Other Considerations for Property Division in Pennsylvania Divorces

Other Considerations for Property Division in Pennsylvania Divorces

 

Other Considerations for Property Division include: (1) Professional Licenses or Degrees; (2) pension benefits; (3) Personal injury proceeds; (4) marital debts; (5) goodwill; (6) future interest; (7) Tax Consequences; and (8) Alimony or spousal support.

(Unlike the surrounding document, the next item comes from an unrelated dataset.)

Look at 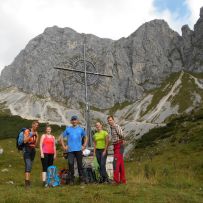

  Professional Licenses or Degrees:

  • The license or degree itself is not marital property; however, the court may use its equity power to award compensation in the form of reimbursement. This is limited to actual financial contributions, (e.g., if one spouse made financial contribution toward the other spouse earning a professional degree, they are not going to get a piece of the value of that professional degree, but if in some way they can demonstrate those expenses, then they may get reimbursement for those expenses).

 Pension Benefits:

  • If one of the spouse’s pension accumulated during the marriage, then it is marital property and it is subject to division (this includes profit sharing plan, 401k, etc.,) It does not matter whether the non employee spouse made a contribution to its acquisition.

  Personal injury proceeds:

  • These personal injury proceeds are considered marital property if the cause of action occurs between the date of the marriage and the final separation.

Marital Debts:

  • Debts are classified as marital or separate.
    • If the parties were married when the debt was incurred, then it will generally be classified as marital debt.
    • When deciding the status of marital debts, the court will consider the following:
      • (1) What was the purpose of the debt;
      • (2) Who incurred the debt;
      • (3) Who benefitted from the debt, and
      • (4) Who is best able to repay the debt?

Good Will:

  • The reputation and clientele of a professional practice or business is considered marital property to the extent it can be given a dollar value.

Future Interest:

  • A possible future interest in property is not distributable.

 In comparison to alimony, property division is generally oriented toward the past, whereas, alimony is oriented toward the future.

Tax Consequences:

  • Equitable distribution payments or property transfers are not taxable at the time of transfer, however, the property is taxable when it is sold.